Ainsi suggéré, le scénario ne paraît pas forcément engageant, je l’avoue… C’est que Abigail n’est pas ce qu’il semble être, une simple parodie d’aventure superhéroïques. A bien y regarder, l’art d’Aseyn est plein de subtilité qui rendent son récit passionnant.
La tonalité parodique est évidente : l’histoire s’ancre pleinement dans le monde des super héros américains ; Edward habite à Baltimore, possède un super pouvoir somme toute assez classique, et connaît par coeur toute les aventures de son mentor Superboy. Aseyn pousse le réalisme jusqu’à mêler à son histoire de vraies-fausses planches du comics Superboy qui apparaît ici comme un mythe. Déjà, par cette insertion qui place le lecteur dans un univers cohérent, notre dessinateur enrichit son propos. L’humour proposé n’est pas seulement parodique et référentiel, il se teinte d’une étrangeté absurde qui participe à l’ambiance (voir les hommes de main du méchant, créatures indéfinissables, colosses blancs dont les dialogues très terre à terre sont savoureux). Surtout, l’humour n’empêche pas l’aventure de se dérouler, avec un grand A, et son lot de péripéties, de temps forts, de bagarres titanesques et de sauvetages in extremis.

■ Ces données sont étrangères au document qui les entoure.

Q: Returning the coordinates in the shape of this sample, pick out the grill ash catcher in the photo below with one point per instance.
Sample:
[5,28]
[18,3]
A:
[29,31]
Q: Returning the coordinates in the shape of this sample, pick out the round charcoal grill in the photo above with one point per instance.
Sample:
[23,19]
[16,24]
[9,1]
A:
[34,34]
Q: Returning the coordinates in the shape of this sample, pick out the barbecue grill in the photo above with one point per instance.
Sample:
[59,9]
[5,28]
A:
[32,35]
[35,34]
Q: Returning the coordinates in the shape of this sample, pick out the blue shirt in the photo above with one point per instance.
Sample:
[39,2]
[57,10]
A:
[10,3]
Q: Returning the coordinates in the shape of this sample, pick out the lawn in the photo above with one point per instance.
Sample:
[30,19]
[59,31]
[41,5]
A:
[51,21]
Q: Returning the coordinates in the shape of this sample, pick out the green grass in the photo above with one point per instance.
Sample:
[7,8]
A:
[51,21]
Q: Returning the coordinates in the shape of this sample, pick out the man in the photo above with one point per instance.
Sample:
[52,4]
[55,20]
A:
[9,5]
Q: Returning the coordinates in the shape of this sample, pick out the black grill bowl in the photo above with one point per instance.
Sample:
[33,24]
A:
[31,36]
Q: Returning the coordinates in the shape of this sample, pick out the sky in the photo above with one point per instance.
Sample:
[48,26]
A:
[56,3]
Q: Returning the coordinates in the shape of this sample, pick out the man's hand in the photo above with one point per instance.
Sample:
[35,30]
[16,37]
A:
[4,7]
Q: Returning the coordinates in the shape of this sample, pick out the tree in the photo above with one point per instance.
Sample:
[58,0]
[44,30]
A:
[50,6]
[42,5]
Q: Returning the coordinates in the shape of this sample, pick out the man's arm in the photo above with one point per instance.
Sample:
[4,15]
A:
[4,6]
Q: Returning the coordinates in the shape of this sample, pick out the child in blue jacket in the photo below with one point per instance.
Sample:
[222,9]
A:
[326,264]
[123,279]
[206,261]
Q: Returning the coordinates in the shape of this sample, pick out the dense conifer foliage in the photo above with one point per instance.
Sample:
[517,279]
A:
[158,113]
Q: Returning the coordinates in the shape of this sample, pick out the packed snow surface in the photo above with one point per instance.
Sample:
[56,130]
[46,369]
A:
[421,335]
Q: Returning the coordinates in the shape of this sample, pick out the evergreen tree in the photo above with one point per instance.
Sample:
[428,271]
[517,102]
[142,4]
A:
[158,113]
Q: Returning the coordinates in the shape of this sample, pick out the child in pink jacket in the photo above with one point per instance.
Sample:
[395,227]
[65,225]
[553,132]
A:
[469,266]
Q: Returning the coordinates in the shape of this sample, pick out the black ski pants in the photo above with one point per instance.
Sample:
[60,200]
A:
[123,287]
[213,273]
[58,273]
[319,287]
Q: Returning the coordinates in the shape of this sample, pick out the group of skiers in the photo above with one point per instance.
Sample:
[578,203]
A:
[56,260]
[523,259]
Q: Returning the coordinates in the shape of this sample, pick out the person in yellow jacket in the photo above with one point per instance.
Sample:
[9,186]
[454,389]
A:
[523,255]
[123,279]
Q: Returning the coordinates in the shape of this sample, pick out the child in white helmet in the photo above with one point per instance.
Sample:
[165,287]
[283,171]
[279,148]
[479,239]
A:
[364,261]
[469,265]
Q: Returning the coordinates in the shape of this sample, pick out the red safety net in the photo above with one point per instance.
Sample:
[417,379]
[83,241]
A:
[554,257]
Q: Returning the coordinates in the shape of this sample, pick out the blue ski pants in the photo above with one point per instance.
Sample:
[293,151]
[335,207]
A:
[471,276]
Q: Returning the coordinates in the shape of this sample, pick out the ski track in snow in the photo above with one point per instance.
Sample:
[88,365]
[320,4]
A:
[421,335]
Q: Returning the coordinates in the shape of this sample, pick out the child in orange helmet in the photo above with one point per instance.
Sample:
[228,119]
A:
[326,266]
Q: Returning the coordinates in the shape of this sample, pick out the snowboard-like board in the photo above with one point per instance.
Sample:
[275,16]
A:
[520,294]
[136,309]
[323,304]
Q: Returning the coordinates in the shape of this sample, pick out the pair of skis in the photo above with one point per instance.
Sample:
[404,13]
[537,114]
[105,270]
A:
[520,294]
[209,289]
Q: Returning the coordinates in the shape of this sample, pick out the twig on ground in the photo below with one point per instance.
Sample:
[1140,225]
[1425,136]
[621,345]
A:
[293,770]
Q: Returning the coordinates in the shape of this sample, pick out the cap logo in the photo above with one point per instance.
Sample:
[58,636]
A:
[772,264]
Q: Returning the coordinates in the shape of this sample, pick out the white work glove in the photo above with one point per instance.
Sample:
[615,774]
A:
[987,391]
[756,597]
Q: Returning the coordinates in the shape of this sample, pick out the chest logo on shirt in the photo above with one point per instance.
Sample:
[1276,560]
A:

C’est, au-delà du scénario, par des qualités graphiques qu’Aseyn perfectionne son histoire. Car pour moi, le décalage le plus grand ne vient de l’insertion de l’humour dans une aventure de super héros, mais de l’utilisation d’un graphisme à l’opposée de l’hyperréalisme aux couleurs chatoyantes et à la narration musclée qui est celui des comics américains (et les vraies-fausses planches de Superboy sont là pour montrer ce décalage). Ici, le trait rappelle davantage certains auteurs français : un trait libre qui ignore les contraintes de la case et n’a pas peur de mêler décor réaliste et personnage qui ne le sont pas. L’autre élément qui fixe l’ambiance est le travail sur la couleur qui, dans Abigail, m’a impressionné (Singeon, semble-t-il, a collaboré avec l’auteur pour la couleur). Aseyn privilégie les ocres et des couleurs peu tranchées, assez veloutées, hésitant sans cesse entre le jaune et le marron, le bleu et le vert, le blanc et le gris ; autant de teintes qui définissent l’ambiance de chaque case.
Enfin, pour qui connaît son blog, on retrouve des caractères propres au style polymorphe d’Aseyn comme l’obsession d’espaces urbains figés et réalistes qui sont ici complétés par des paysages plus exotiques, sur fond de neige. Le décor tient une place importante dans cet album, comme si les croquis d’après nature du web (bâtiments silencieux, grands espaces presque vides, tuyauterie industrielle mal identifiable) avaient trouvé leur destination en se peuplant des héros de l’aventure…

Bibliographie et webographie :
http://aseyn.canalblog.com/
http://aseyn.free.fr/
http://clubyaourt.20six.fr/ (désormais fermé)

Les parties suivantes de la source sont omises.